While that doesn't mean a September rate cut is a lock, she said, "I would lean to thinking that every meeting going forward is a live meeting to think about these policy adjustments."
The two quarter-point interest-rate cuts that Fed policymakers back in June penciled in for this year still "look to be an appropriate amount of recalibration, and less important is, does it happen in September and December than does it happen at all...there's all kinds of permutations to get those two cuts."
Daly said there is still plenty of data including a couple of labor market and inflation reports due out before the Fed's policy-setting meeting, in September, and she's keeping an open mind.
"We of course could do fewer than two (rate cuts) if inflation picks up and spills over or if the labor market springs back," Daly said. But "I think the more likely thing is that we might have to do more than two...we also should be prepared in my judgment to do more if the labor market looks to be entering that period of weakness and we still haven't seen spillovers to inflation."
A Labor Department report Friday showed U.S. employers added just 73,000 jobs last month, and massive revisions to previously reported data showed only 33,000 jobs were added in the two prior months.
Those figures, to Daly's mind, don't mean the job market is precariously weak - in times of economic flux, she said, raw employment numbers are often less informative than ratios like the unemployment rate, which ticked up just a tenth of a percentage point in July to 4.2%.
Still, she said, looking at a broad dashboard of labor-market measures, there is "evidence after piece of evidence" that the labor market is softening quite a bit compared to last year. "I would see further softening as an unwelcome result," she said. "I'm comfortable with the decision we made in July, but I am increasingly less comfortable with making that decision again and again."

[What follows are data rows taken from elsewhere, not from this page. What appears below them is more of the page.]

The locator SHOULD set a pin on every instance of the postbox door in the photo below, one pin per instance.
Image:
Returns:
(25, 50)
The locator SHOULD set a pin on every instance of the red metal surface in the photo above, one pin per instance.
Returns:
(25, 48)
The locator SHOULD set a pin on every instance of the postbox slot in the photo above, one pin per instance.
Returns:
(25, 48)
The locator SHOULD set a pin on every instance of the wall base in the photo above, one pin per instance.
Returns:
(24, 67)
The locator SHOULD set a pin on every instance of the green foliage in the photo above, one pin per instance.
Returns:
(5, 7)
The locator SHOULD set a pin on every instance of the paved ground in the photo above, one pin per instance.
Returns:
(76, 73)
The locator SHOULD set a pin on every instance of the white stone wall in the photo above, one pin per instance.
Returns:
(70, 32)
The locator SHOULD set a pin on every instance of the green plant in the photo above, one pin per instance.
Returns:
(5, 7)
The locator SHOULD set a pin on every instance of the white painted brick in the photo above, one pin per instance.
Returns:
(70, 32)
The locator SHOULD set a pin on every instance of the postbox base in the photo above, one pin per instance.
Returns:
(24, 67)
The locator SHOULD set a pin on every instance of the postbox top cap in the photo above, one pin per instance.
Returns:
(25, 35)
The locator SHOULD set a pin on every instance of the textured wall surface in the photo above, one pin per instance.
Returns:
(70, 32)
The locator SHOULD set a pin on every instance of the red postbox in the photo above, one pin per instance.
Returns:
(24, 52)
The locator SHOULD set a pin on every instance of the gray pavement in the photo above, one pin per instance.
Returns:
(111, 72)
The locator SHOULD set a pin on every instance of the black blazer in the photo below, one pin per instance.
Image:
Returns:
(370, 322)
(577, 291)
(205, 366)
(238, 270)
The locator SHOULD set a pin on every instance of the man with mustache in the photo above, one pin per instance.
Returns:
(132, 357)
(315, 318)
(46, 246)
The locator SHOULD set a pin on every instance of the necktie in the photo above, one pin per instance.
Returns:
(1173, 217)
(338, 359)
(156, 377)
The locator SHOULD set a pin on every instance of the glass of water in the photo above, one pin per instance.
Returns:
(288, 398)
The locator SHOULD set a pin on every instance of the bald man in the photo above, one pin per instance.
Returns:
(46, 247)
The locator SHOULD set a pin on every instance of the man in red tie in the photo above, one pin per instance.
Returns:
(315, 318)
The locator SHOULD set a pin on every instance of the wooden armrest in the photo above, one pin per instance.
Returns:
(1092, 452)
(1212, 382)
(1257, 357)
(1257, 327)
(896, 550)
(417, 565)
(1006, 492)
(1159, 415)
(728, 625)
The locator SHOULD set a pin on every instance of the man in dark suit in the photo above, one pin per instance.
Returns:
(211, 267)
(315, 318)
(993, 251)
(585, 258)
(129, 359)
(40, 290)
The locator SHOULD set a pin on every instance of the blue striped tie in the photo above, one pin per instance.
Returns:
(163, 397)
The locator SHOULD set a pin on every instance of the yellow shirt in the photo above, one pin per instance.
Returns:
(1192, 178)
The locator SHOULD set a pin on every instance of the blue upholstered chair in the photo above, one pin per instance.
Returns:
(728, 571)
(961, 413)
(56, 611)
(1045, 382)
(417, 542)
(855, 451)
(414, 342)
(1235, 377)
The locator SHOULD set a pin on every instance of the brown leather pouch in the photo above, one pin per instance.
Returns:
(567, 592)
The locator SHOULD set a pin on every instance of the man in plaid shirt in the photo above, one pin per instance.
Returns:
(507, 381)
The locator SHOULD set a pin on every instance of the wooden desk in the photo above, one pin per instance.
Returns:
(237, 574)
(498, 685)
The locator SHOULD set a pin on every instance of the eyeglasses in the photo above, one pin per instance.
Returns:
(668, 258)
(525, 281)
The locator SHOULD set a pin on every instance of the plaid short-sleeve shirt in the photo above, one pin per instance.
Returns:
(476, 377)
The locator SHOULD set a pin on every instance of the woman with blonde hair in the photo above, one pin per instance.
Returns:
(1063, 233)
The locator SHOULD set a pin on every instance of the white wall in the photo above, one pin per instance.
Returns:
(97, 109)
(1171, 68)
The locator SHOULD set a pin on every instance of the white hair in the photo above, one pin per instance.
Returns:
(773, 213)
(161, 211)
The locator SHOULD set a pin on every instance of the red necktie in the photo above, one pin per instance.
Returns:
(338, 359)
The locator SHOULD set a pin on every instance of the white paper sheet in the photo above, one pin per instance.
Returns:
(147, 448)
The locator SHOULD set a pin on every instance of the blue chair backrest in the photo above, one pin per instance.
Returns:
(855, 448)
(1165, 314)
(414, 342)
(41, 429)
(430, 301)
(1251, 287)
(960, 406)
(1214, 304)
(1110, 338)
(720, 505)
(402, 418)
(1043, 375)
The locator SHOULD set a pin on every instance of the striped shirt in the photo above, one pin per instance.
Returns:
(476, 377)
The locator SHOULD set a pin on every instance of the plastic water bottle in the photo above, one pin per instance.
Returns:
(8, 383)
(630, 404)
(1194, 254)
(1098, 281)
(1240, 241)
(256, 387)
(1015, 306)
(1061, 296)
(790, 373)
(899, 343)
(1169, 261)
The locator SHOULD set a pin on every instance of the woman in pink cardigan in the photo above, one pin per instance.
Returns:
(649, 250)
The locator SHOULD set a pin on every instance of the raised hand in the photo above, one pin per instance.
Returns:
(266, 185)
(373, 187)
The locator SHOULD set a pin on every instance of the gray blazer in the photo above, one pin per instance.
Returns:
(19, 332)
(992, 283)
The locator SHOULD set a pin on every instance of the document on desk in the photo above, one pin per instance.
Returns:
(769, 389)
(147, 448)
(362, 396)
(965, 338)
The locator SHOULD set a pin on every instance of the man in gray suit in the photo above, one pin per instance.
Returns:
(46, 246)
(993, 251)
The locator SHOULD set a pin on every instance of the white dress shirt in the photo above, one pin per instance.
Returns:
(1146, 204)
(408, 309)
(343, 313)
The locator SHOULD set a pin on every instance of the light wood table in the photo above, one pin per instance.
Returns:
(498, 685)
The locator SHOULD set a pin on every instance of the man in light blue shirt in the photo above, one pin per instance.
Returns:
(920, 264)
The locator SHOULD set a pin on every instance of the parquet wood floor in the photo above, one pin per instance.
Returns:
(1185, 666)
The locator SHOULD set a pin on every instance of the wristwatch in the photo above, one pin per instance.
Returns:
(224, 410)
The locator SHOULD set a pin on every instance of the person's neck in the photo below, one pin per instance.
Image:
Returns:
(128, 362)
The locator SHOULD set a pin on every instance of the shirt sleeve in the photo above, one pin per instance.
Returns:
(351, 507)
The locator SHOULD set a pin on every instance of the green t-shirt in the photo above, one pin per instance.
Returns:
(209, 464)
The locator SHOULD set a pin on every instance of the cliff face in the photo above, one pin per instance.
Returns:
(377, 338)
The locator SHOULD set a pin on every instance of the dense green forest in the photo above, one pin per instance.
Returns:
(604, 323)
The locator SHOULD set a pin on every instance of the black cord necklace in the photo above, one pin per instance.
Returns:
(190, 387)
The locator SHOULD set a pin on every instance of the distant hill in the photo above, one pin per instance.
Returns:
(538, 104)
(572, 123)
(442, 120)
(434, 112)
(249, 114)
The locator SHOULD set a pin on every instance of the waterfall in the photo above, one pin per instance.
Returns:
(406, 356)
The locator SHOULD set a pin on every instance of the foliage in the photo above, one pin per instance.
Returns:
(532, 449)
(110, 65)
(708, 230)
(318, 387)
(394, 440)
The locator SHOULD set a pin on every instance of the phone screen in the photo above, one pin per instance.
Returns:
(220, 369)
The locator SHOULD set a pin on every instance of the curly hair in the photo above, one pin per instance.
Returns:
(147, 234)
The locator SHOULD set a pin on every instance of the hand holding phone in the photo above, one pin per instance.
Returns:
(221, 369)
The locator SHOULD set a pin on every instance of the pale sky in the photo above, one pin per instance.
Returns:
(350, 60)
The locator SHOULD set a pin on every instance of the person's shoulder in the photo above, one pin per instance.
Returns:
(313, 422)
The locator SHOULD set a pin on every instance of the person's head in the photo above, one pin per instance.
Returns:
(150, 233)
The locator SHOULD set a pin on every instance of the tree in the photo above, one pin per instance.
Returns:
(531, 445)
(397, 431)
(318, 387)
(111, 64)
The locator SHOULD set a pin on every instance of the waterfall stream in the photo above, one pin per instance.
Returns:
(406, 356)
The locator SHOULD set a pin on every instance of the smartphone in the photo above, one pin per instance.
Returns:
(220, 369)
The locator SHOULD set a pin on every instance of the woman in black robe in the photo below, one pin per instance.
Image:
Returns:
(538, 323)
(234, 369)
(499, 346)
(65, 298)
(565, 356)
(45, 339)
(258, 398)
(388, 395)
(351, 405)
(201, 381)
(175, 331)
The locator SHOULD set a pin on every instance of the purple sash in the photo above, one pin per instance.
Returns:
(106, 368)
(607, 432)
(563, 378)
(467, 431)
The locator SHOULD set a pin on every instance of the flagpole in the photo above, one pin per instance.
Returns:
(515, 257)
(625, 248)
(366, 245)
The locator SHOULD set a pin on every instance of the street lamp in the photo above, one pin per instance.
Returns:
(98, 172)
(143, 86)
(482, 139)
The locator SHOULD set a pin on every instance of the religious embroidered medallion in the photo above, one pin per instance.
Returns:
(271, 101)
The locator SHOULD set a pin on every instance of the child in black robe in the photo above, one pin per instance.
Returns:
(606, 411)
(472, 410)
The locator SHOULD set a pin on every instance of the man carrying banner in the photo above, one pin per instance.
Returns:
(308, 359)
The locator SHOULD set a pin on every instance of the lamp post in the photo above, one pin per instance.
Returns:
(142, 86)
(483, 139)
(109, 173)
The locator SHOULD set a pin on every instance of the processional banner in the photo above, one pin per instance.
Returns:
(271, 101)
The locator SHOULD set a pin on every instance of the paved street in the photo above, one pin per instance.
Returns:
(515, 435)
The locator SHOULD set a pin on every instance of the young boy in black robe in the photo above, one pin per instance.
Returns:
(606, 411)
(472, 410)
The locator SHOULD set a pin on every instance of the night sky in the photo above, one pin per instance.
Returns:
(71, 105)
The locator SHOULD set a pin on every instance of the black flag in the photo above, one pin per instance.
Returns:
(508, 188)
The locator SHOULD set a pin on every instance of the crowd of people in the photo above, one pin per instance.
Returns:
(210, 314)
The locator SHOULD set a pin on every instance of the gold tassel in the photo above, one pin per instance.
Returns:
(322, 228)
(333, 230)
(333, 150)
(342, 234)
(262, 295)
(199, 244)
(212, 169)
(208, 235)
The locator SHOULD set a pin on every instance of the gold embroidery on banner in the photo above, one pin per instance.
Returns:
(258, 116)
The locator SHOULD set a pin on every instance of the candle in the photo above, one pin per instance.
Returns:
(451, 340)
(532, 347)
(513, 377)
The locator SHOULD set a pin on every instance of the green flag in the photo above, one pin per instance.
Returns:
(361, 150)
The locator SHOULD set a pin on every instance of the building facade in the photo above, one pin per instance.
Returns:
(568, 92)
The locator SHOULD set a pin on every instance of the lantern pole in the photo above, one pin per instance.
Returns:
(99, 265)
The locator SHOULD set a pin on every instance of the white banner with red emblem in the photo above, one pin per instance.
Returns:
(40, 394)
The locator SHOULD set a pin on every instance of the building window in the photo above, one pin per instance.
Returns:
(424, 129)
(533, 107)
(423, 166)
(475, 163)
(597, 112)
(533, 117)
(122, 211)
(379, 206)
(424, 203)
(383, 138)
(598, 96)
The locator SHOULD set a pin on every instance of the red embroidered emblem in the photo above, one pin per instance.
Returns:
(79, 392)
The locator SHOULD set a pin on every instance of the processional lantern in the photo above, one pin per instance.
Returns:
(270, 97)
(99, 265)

At the same time, she said, there's no evidence that tariff-driven price increases are seeping more broadly into inflation, and if the Fed waits long enough to be certain it won't -- a process that could take six months or a year, she said - the Fed will "for sure" be too late to move.
The Fed is approaching a "tradeoff space where you are trying to make a judgment about where does policy need to be to continue to put downward pressure on inflation, and where does it need to be to continue to make sure that sustainable employment can be achieved," she said. "That's why I didn't think that July was a necessary change, but I do think, increasingly, policy is not aligned."